LE PALAIS MYTHIQUE DE LA MONEDA
En franchissant les Andes, Chirac pouvait espérer tirer un plus grand profit de son passage dans le palais mythique de La Moneda. Pour y être personnellement entré, je sais qu' il y règne en effet une émotion palpable. L’ombre de Salvador Allende, les bruits terribles d’une armée meurtrière envahissant les salles , la peur que peut représenter la fin d’une démocratie, victime de ses errements politiciens… peuplent l’esprit de celui qui traverse simplement les cours intérieures.
Tout, dans ce lieu, désormais occupé par une femme refusant compromission, laxisme, combines, corruption, plaide en faveur d’une vision nouvelle de la vie politique. Rencontrer Michelle Bachelet aurait pu, sur ces bases, selon tous ses conseillers en communication, constituer un véritable bain de jouvence. Une autre que lui avait bien puisé, en début d’année, à Santiago, une grande partie de sa tactique mûrement analysée et copiée, pour faire passer l’image avant l’idéal. Une méthode qui aurait dû aller comme un gant à Droopy, en quête d’un bol d’oxygène.

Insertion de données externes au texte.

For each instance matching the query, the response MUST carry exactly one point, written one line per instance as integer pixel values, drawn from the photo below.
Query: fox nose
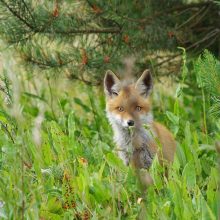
(130, 123)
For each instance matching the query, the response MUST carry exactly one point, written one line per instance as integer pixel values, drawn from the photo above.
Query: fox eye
(120, 109)
(138, 108)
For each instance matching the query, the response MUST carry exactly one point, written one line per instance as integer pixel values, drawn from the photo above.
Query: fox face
(128, 104)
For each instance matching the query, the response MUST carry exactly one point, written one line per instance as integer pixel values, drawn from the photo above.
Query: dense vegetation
(57, 158)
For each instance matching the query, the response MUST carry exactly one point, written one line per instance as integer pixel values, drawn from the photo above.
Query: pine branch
(17, 15)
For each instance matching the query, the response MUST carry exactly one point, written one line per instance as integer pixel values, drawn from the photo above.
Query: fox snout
(127, 104)
(130, 123)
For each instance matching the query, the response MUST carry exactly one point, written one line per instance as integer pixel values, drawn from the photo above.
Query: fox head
(128, 104)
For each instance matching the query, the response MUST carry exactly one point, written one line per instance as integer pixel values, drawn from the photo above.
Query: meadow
(57, 157)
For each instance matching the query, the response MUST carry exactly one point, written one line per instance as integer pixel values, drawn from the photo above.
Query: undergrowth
(57, 158)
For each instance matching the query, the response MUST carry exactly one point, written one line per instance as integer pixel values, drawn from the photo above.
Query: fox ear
(145, 83)
(111, 84)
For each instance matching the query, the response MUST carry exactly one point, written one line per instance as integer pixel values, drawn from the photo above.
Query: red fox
(128, 106)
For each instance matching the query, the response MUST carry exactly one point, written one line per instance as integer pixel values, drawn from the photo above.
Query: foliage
(57, 158)
(84, 38)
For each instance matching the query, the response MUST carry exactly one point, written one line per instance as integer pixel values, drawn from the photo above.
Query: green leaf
(115, 162)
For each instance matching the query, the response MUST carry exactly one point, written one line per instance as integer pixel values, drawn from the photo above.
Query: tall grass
(57, 158)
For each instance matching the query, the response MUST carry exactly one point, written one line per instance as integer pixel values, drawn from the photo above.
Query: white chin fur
(115, 119)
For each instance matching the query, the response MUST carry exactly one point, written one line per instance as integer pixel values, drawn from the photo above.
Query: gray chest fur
(133, 145)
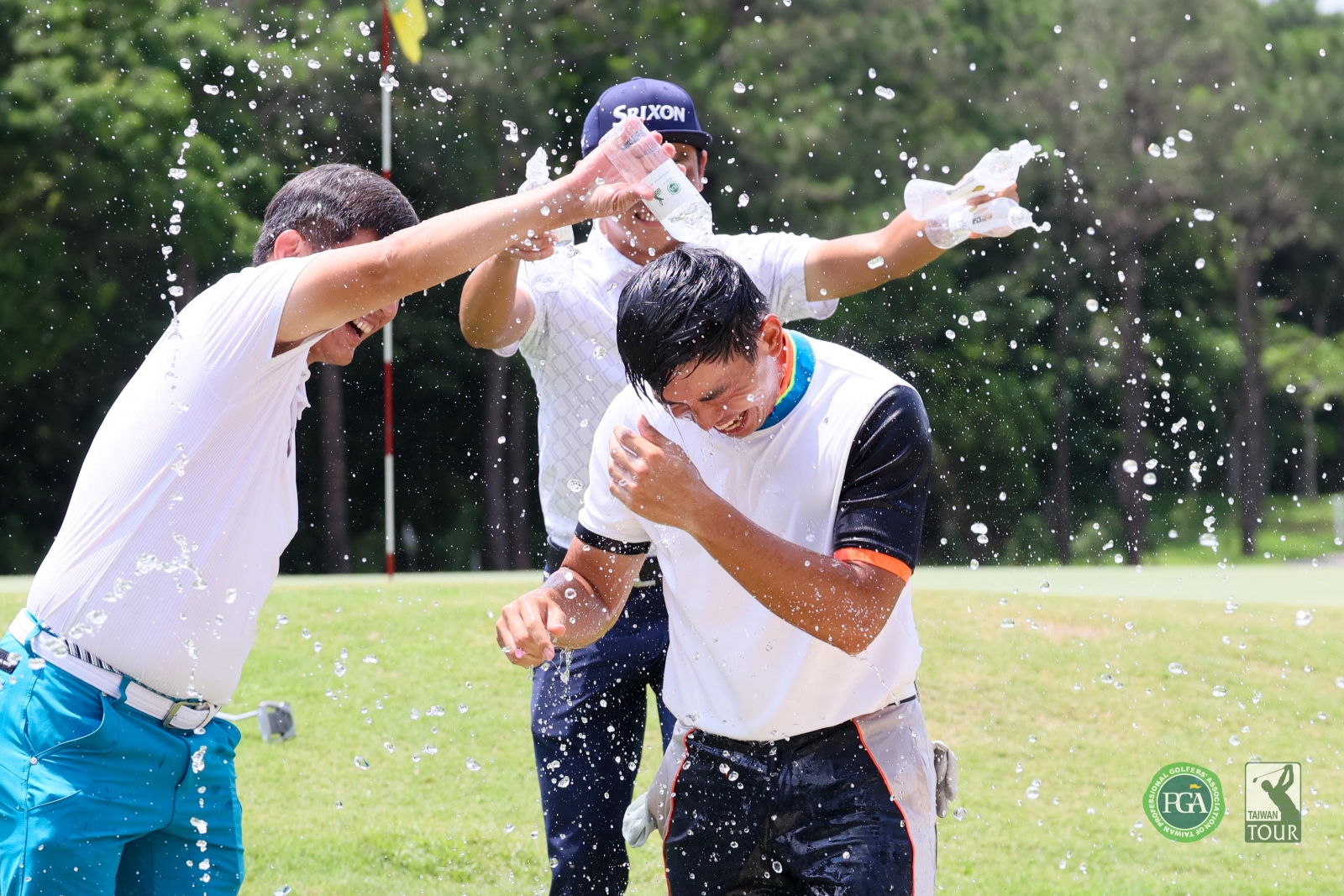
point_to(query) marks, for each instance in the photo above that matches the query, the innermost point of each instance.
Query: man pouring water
(557, 304)
(116, 775)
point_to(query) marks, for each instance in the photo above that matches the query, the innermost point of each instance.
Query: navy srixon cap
(664, 107)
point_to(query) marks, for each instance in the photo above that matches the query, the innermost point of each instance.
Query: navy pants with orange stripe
(843, 810)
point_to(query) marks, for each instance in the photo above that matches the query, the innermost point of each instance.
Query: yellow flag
(410, 26)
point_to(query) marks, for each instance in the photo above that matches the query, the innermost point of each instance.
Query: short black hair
(327, 204)
(690, 305)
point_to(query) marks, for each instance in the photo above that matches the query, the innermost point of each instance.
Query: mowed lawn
(1075, 694)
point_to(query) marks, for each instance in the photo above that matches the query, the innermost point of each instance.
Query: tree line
(1169, 345)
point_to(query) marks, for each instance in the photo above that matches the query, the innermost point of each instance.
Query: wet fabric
(732, 667)
(844, 810)
(570, 348)
(588, 734)
(187, 496)
(100, 799)
(886, 479)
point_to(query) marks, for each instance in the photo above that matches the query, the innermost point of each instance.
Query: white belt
(183, 715)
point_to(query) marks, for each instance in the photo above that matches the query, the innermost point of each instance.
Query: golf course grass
(1077, 694)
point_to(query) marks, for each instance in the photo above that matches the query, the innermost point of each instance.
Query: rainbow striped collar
(801, 364)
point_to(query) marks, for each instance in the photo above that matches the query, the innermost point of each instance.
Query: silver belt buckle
(192, 705)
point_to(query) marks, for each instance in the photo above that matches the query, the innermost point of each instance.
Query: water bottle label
(671, 190)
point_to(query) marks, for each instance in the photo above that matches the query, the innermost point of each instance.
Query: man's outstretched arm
(575, 606)
(839, 268)
(343, 284)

Or, à Santiago, en plein palais de la Moneda, où Salvador Allende trouva la mort il y aura 33 ans, un 11 septembre tragique de 1973, il a subi, vendredi soir, l'humiliation de devoir répondre à une question comparant la France à une "république bananière", à propos de l'amnistie de Guy Drut .
Insupportable pour lui et son entourage, ce " parasitage " a contribué à rendre quasi inefficace sa rencontre avec la nouvelle présidente chilienne, Michelle Bachelet… et a relégué sa visite au rang de voyage d’adieux convenus.
Don Chirac", comme l'a baptisé le maire de Santiago, a vérifié que le compte à rebours de sa carrière a bel et bien commencé. Discrédité en France par une succession de crises politiques, Chirac avait choisi deux pays hautement symbolique du Nouveau Monde pour se refaire une santé. Il semble, selon les informations que j’ai reçues du Chili, que son voyage n'ait été pavé que de bonnes intentions avortées. Michelle Bachelet, méfiante, et surtout soucieuse de ne pas perdre son aura de femme intègre et intransigeante avec la morale en politique, n'ait fait que le strict minimum diplomatique.
PRIS DANS UN PIEGE
En fait, Droopy ressemble de plus en plus à ces animaux pris dans un piège et qui cherchent vainement une sortie. Il se heurte au mur de verre ou au grillage des réalités. Il a espéré, l’espace de quelques jours, échapper aux parois qui se rapprochent inexorablement. Son retour s'annonce décisif après ce double échec lointain.
Il doit, en effet, difficilement digérer le premier anniversaire de la claque du Non au traité constitutionnel européen, dont Jacques Julliard, chantre du Nouvel Obs, avoue maintenant : " Je crois que, pendant des années, on ne fera pas avancer l'idée de Constitution. D'ailleurs, ça n'était pas forcément une bonne idée. C'était flatteur et ça rappelait les grands précédents, comme la révolution française ou la révolution américaine (…). Je pense que l'on a eu tort de choisir l'idée de Constitution. Je suivrais plus volontiers l'idée de Rocard qui parlait plutôt de règlement intérieur ". Tiens donc, le Nouvel Obs fait machine arrière. Alors Chirac...
Il attendra surtout, avec angoisse, mercredi. Pas pour le conseil des Ministres, face à un Sarkozy triomphant, mais par crainte de lire dans le Parisien les meilleurs extraits de l’audition par la police du "corbeau" Jean-Louis Gergorin... et surtout à cause de la sortie au cinéma d'un film à charge, signé Karl Zéro, retraçant sa carrière politique : " Dans la peau de Jacques Chirac ".
On sera loin, très loin, de la conquête de l’Amérique. Cela ressemblera plutôt à la traversée de l’Atlantique à la rame ! Avec un avantage : le port n’est plus très éloigné.